Deep Dive into Apache Spark || Part-2

aditya goel
7 min readMar 5, 2024

If you are landing here directly, it’s strongly advisable to read through this blog first.

Question #1 → In Apache-Spark, show a real example of finding the average number of friends by age ?

Answer → Let’s consider the example from a social network of friends, for which the data looks something like this :-

For our task of finding the average number of friends by age, let’s take an example : What’s the average number of friends for the average 33 year old in our data set ? The code for the same would look like below :-

Step #1.) Importing Necessary Modules → from pyspark import SparkConf, SparkContext : This line imports the required modules from PySpark, which is a Python API for Apache Spark.

Step #2.) Configuring the SparkContext → Here, we create a SparkConf object to set configurations for the Spark application.

  • We set the master node to "local" which means Spark will run locally on one machine.
  • We set the application name to "FriendsByAge". This can be any random name that we like, but it should be contextual.
  • Then, we create a SparkContext (sc) using the configuration.
conf = SparkConf().setMaster("local").setAppName("FriendsByAge")
sc = SparkContext(conf = conf)

Step #3.) Method to parse each Line → This function parseLine() takes a line of input as a parameter, splits it by commas (as it's a CSV file as shown above), extracts the age (as it's at index 2) and the number of friends (assuming it's at index 3), converts them to integers, and returns a tuple of (age, numFriends).

def parseLine(line):
fields = line.split(',')
age = int(fields[2])
numFriends = int(fields[3])
return (age, numFriends)

Step #4.) Loading Data from File → This line reads the text file containing the data. It creates an RDD (Resilient Distributed Dataset) named lines, where each element of the RDD represents a line from the text file.

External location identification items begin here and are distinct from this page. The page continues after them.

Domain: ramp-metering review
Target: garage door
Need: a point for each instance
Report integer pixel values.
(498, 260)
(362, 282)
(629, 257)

lines = sc.textFile("/Users/adityagoel/Documents/SPARK-LEARN/Example2/socialCircle.csv")

Step #5.) Mapping the Data → This line applies the parseLine() function to each element (line) of the RDD lines.

  • It transforms each line of text into a tuple (age, numFriends).
  • Here, Spark transformations like map() create a new RDD as a result. So, when you apply the map() operation on the lines RDD using parseLine function, It results in a new RDD named rdd.
  • Important concept → Here, rdd is a key-value pair RDD where the keys are “age” and the values are the “number of friends”.
rdd = lines.map(parseLine)

Step #5.) Calculating Totals by Age → This line performs two operations :-

  • First, it maps each value (age, numFriends) to (age, (numFriends, 1))
  • Then, it reduces by key (age) by summing the values of friends and the count of records for each age.
  • Note here that, totalsByAge is an RDD as well which has resulted from the transformation operations applied to the rdd RDD. It contains key-value pairs where each key is an “age”, and each value is a tuple (totalFriends, count).
totalsByAge = rdd.mapValues(lambda x: (x, 1))
.reduceByKey(lambda x, y: (x[0] + y[0], x[1] + y[1]))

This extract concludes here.